There’s an overall mix to the album of YYY following the template laid down by the original song and appending his own inventions within that structure, but there are likewise moments scattered across this release where he literally refashions Brian Wilson’s ideas towards different ends and imbues them with a distinctly different musical character. “Wouldn’t It Be Nice?”, the album opener, reveals another side to his approach – his wont for dissembling the album’s standards like this song. Anyone familiar with the original will find much to admire here, especially his singing and construction of the harmony parts, but there’s much here that goes far beyond Wilson’s vision for the music. He makes liberal use of guest performers on the album so the songs where YYY takes the lead and doesn’t make use of others talents are particularly notable. “That’s Not Me” has an immensely charismatic vocal and one of the aforementioned arrangements that does a nifty balancing act between retaining faithfulness to Wilson and Asher’s original while still remolding the song towards YYY’s own ends. The only other song on the album where YYY chooses to go it alone is the wildly inventive take on “Let’s Go Away for a While”.

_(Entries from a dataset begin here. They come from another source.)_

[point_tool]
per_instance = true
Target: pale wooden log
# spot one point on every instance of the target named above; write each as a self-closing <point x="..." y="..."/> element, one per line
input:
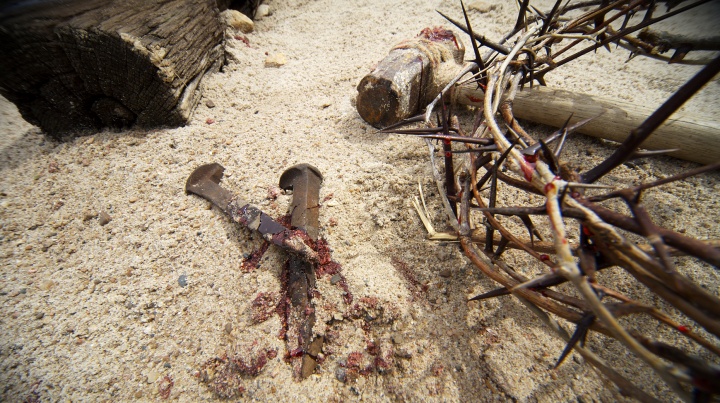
<point x="696" y="137"/>
<point x="75" y="66"/>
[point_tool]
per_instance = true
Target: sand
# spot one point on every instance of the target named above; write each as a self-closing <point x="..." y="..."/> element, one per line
<point x="93" y="312"/>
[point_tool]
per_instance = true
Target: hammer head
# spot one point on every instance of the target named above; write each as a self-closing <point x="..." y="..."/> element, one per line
<point x="204" y="182"/>
<point x="304" y="180"/>
<point x="410" y="76"/>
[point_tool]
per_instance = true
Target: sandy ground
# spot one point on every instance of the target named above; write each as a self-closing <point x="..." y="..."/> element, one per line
<point x="93" y="312"/>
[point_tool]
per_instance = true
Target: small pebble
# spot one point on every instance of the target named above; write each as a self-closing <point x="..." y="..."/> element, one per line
<point x="104" y="218"/>
<point x="238" y="20"/>
<point x="275" y="60"/>
<point x="46" y="285"/>
<point x="153" y="376"/>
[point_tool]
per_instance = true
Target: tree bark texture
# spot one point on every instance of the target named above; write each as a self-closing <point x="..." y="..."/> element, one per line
<point x="74" y="66"/>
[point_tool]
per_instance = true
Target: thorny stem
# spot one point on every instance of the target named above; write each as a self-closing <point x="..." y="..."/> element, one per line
<point x="637" y="136"/>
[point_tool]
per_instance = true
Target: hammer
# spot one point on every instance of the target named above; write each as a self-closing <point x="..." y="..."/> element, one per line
<point x="304" y="180"/>
<point x="411" y="75"/>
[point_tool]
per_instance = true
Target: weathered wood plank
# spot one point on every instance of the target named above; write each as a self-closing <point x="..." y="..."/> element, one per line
<point x="82" y="65"/>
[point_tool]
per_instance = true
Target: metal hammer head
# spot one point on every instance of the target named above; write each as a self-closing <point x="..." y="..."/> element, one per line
<point x="304" y="180"/>
<point x="411" y="75"/>
<point x="204" y="182"/>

None of the above should be construed to mean his presence isn’t strong in the remaining songs. It’s omnipresent, but unstintingly willing and ready to accommodate other’s talents. He finds particularly sympathetic collaborators in Al Church, Matthew Jon, and vocalist Devata Daun. Church’s contributions to “Sloop John B” help YYY capture every bit of the wide-eyed soulfulness we hear in the original while still translating it into Carson’s unique musical language. His guitar contributions to the finale “Good Vibrations” are, along with the vocal arrangement, key to the success of that performance. Matthew Jon assisted YYY with the superb mix powering the album as a whole, but his musical talents are felt most strongly in the album’s version of the outright pop standard “God Only Knows”. No amount of familiarity with this song will prepare you for how well Jon and Carson acquit themselves with this. Devata Daun proves to be a world class partner on YYY’s interpretation of “I Just Wasn’t Made for These Times” and highlights one of the album’s poorly hidden strengths – the presence of female vocalists. It gives a fresh coat of paint to already sparkling works of vibrant color. A Tribute to The Beach Boys’ Pet Sounds is everything that an album like that should be and more – it makes a clear personal and artistic statement about its driving force.